Hate the flu shot? New nasal spray available in B.C.
FluMist free for all children ages 2-17
For the first time in B.C., people can opt for a nasal spray vaccine instead of the standard flu shot this flu season.
The FluMist is free for children between the ages of 2 and 17 at public health clinics or a doctor’s office, and is available to adults to purchase from pharmacies.
“I can tell you my kids love that vaccine,” says Dr. Meena Dawar, a medical health officer for Vancouver Coastal Health Authority.
The nasal spray was tested against flu shots in a pilot study last year, and has been found to be a more effective vaccine for young children because it contains a live antibody.

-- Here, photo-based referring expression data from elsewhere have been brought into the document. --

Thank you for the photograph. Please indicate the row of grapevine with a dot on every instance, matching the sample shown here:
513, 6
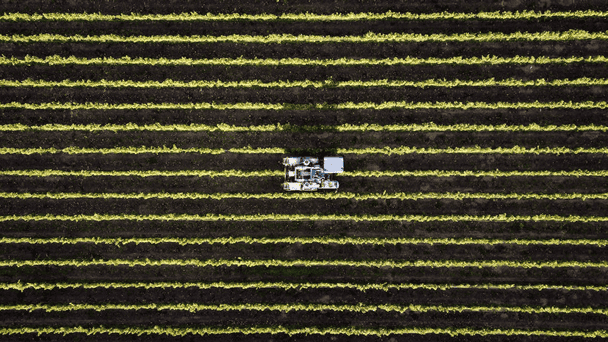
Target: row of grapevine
409, 60
371, 37
19, 286
280, 173
358, 308
302, 263
511, 82
301, 240
402, 150
389, 15
318, 106
290, 331
306, 195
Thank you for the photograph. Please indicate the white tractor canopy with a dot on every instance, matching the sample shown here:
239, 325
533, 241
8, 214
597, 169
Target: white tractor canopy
333, 165
290, 186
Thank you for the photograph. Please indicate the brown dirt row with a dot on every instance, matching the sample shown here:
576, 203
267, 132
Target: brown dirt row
295, 6
303, 207
293, 140
273, 184
388, 229
335, 28
303, 318
555, 276
254, 162
401, 252
292, 72
305, 95
311, 117
310, 50
470, 297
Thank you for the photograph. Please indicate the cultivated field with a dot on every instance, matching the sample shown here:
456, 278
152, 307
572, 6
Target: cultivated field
140, 176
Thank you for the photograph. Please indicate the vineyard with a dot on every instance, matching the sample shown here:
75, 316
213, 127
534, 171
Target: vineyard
140, 174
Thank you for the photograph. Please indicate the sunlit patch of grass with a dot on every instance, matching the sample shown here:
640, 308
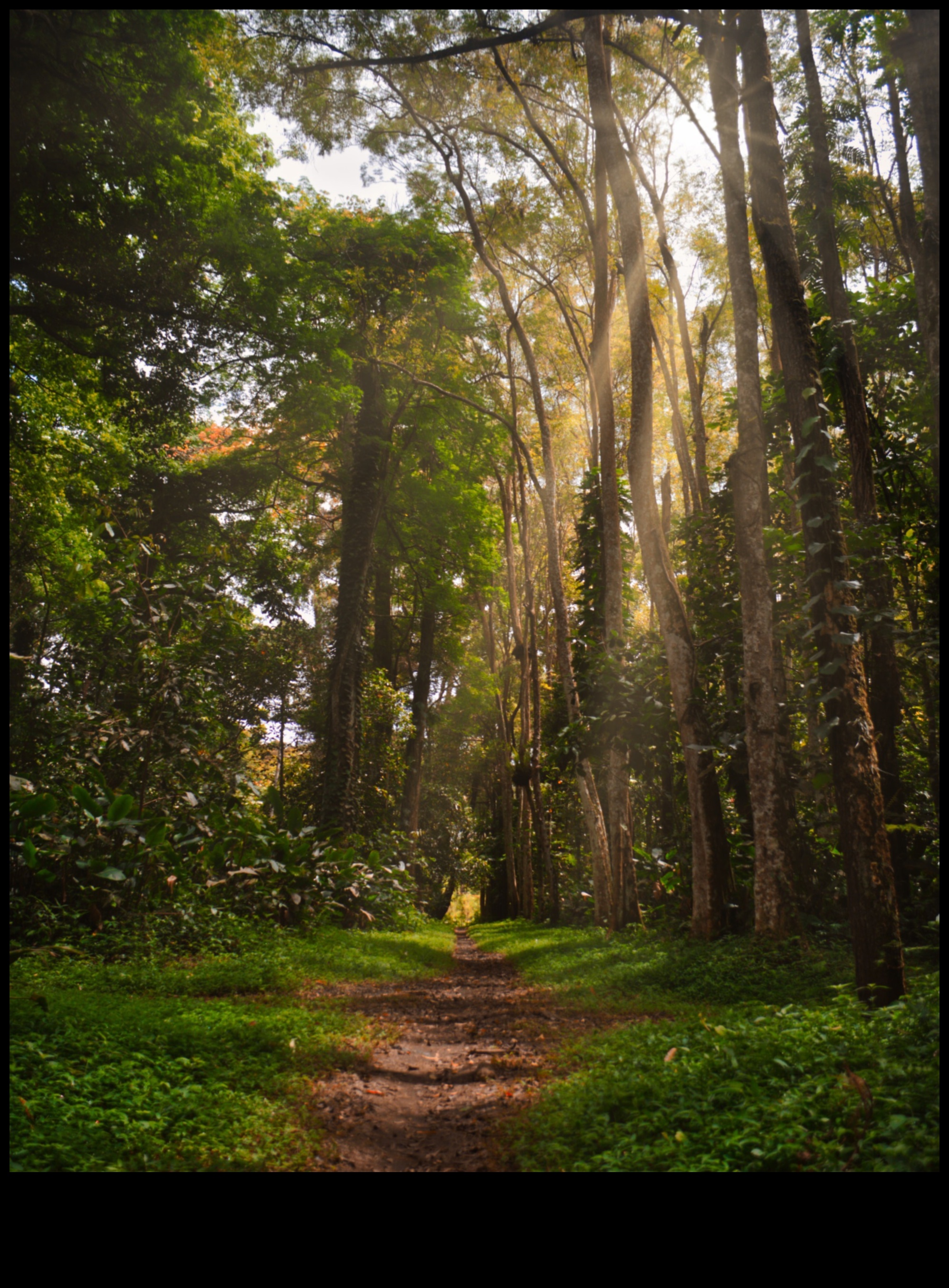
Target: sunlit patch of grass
652, 973
199, 1064
746, 1057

"What we found is that the majority of parents liked the vaccine and they accepted it,” says Dawar.
Based on that positive experience, Dawar says, the Ministry of Health has funded that vaccine for all health authorities in B.C.

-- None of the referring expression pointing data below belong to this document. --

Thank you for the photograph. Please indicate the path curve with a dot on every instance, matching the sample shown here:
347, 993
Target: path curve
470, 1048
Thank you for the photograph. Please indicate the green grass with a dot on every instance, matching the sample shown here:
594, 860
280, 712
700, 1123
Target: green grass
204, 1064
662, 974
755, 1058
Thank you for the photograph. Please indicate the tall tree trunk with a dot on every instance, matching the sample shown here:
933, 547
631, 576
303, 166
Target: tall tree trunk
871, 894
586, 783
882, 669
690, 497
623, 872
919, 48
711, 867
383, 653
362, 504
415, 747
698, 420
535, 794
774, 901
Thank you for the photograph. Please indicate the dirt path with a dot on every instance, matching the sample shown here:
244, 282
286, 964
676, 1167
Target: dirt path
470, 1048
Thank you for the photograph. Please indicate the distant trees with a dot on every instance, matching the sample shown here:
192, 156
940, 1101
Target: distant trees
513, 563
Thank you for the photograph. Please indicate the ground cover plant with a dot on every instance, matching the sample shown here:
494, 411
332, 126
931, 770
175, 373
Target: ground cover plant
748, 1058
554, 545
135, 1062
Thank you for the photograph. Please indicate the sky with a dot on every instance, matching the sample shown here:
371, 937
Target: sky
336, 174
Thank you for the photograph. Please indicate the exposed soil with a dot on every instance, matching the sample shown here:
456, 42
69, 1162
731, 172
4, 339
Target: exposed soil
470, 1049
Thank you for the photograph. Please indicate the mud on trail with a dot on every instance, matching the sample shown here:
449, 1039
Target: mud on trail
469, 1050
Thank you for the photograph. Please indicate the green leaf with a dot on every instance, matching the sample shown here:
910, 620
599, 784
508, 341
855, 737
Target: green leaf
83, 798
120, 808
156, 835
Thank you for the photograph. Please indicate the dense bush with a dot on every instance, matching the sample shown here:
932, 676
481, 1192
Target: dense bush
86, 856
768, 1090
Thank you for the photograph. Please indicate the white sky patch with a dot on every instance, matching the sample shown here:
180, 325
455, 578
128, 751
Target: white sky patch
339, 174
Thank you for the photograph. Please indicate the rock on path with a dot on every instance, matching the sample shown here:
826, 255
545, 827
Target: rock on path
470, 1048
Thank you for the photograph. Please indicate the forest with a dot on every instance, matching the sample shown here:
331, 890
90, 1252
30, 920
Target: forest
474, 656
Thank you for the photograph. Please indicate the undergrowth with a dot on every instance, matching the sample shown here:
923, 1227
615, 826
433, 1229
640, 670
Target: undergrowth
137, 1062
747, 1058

Health officials recommend everyone else — over six months of age — get a seasonal flu shot.
This year’s flu vaccine contains three strains:
- H1N1 (same strain from pandemic year 2009)
- Influenza A H3N2 (which circulated last year)
- An Influenza B strain that circulated last year
The flu shot is free to:
- People 65 years and older and their caregivers/household contacts
- Residents of nursing homes and other chronic care facilities
- Children and adults with chronic health conditions and their household contacts
- Children and adolescents (six months to 18 years) with conditions treated for long periods of time with acetylsalicylic acid, and their household contacts
- Healthy children age six months to 59 months
- Household contacts and caregivers of infants age zero to 59 months
- Pregnant women who will be in their third trimester during influenza season and their household contacts
- Health care and other care providers in facilities and community settings who are capable of transmitting influenza to those at high risk of influenza complications
- People who provide essential services including first responders and correction officers
- People who work with live poultry
- Aboriginal peoples (on and off reserve)
- People who are morbidly obese
- Anyone visiting health care facilities across B.C.